Y aprendió a esperar, guardando la fuerza en sus sueños.
Fuí libre al fin.
Y sé soñarte ahora, que no te tengo. Para creer que habrá tiempos mejores. Para creer que existe un tenerte luego de no tenerte.

martes, 20 de octubre de 2009

domingo, 18 de octubre de 2009

mini cuento de reverte

La imagen es la de una historia real y breve, casi un cuentecito, que lleva mucho tiempo conmigo. Y tal vez hoy sea el día adecuado para escribirla.

Una gran bandada de pájaros se ha estado congregando durante días en un palmeral mediterráneo, antes de volar hacia el sur para buscar el invierno cálido de África. Ahora viaja sobre el mar, extendida tras los líderes que vuelan en cabeza, dejando atrás las nubes y la lluvia y los días grises hacia un horizonte de cielo limpio y agua azul cobalto donde se perfila la línea parda de la costa lejana. Allí encontrarán aire templado y comida, construirán sus nidos, se amarán y tendrán pajarillos que en primavera retornarán con ellos otra vez hacia el norte, sobre ese mismo mar, repitiendo el rito inmutable y eterno, idéntico desde que el mundo existe. Muchos de los que viajan al sur no volverán, del mismo modo que muchos de los que hicieron a la inversa el último viaje quedaron atrás , en last tierras ahora frías del norte.
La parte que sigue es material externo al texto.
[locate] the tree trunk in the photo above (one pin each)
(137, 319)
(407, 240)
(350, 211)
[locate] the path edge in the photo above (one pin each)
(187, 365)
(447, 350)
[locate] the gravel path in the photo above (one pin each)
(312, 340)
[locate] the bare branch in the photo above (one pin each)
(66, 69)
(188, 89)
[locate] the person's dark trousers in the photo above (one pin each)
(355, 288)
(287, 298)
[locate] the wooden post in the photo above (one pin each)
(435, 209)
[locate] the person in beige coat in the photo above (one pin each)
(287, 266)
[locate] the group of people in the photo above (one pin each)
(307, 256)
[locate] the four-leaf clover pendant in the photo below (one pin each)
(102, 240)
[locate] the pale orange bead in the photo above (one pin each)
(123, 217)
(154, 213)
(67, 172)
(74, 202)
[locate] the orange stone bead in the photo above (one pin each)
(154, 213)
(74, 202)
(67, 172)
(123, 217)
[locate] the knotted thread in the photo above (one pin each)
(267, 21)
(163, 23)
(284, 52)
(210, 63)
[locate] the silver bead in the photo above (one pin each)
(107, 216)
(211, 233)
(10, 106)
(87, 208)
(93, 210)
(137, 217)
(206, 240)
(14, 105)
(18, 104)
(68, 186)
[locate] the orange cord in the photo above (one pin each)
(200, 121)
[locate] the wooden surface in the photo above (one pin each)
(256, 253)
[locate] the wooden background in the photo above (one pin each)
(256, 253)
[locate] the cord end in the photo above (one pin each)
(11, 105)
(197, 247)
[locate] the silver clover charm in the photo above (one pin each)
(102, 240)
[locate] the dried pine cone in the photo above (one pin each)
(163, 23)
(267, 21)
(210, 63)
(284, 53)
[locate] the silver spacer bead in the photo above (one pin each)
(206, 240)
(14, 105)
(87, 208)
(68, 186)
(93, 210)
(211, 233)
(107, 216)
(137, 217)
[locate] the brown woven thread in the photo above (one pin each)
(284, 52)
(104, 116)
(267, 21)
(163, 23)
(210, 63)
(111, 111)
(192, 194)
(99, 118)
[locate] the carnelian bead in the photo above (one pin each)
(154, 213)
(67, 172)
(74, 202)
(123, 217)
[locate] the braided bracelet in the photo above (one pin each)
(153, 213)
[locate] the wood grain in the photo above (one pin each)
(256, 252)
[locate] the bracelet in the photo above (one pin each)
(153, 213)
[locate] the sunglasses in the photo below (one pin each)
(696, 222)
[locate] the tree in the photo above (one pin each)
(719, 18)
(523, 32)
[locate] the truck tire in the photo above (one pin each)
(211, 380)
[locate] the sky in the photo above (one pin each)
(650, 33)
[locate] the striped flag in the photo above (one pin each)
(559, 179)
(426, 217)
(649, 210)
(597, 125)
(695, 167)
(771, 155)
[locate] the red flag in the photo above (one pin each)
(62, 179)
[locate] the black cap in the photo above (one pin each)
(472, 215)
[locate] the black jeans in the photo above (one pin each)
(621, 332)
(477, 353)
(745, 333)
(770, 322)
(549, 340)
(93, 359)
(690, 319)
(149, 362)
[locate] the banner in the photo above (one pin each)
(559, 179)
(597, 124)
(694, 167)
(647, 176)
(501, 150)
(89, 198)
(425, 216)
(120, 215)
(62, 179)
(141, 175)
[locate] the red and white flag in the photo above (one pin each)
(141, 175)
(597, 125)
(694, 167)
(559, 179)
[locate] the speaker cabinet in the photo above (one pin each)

Eso no es malo ni es bueno; simplemente es la vida con sus leyes, y el código de cada una de esas aves afirma en el silencio de su instinto que hay cosas que son como son, y nada puede hacerse para cambiarlas. Viven su tiempo y cumplen las reglas de ese dios impasible llamado vida y muerte, o Naturaleza. Lo que importa es que la bandada sigue ahí, viajando hacia el sur año tras año. Siempre distinta y sin embargo siempre la misma.

Una de las aves se retrasa. La bandada vuela delante, negra y prolongada, inmensa. Los machos y hembras jóvenes aletean tras el líder de líderes, el más fuerte y ágil de todos. Huelen la tierra prometida y tienen prisa por llegar. Tal vez el ave rezagada es demasiado vieja para el prolongado esfuerzo, está enferma, o cansada. Salió al tiempo que todas, pero las demás la han ido adelantando, y se rezaga sin remedio. Ya hay un trecho entre su vuelo y los últimos de la bandada, los más jóvenes o débiles. Un espacio que se hace cada vez más grande, a medida que aquélllos se distancian en su avance. Y ninguno mira atrás; están demasiado absortos en su propio esfuerzo. Tampoco podrán hacer otra cosa. Cada cual vuela para sí, aunque viaje entre otros. Son las reglas.

El rezagado bate las alas con angustia, sintiendo que las fuerzas lo abandonan, mientras lucha con la tentación de dejarse vencer sobre el agua azul que está cada vez más cerca. Pero el instinto lo empuja a seguir intentándolo: le dice que su obligación, inscrita en su memoria genética, consiste en hacer cuanto pueda por alcanzar aquella línea parda del horizonte, lejana e inaccesible. Durante un rato lo consoló la compañía de otra ave que también se retrasaba. Volaron en pareja durante un trecho, y pudo ver los esfuerzos del compañero por mantenerse en el aire, primero cerca de la bandada y al fin a su lado, antes de ir perdiendo altura y quedar atrás. Hace rato que el rezagado es el último y vuelo solo. La bandada está demasiado lejos, y él ya sabe que no la alcanzará nunca. Aleteando casi a ras del agua, con la últimas fuerzas, el ave comprende que la inmensa bandada oscura, volverá a pasar por ese mismo lugar hacia el norte, cuando llegue la primavera, y que la historia se repetirá año tras año, hasta el final de los tiempos. Habrá otras primaveras y otros veranos hermosos, idénticos a los que él conoció. Es la ley, se dice. Líderes y jóvenes vigorosos, arrogantes, que un día, como él ahora, aletearán desesperadamente por sus vidas. Y mientras recorre los últimos metros, resignado, exhausto, el rezagado sonríe, y recuerda.

(Lo ví llegar y posarse en el balcón de proa, junto al ancla. Estuve un rato inmóvil, por miedo a inquietarlo. Quédate, le dije sin palabras. No te haré daño. Pero al cabo tuve que moverme para reglar las velas, y el movimiento de la lona lo asustó. Observé cómo emprendía de nuevo el vuelo, siempre hacia el sur, a muy baja altura. Apenas podía remontarse, pero seguía intentándolo. Y así lo perdí de vista.)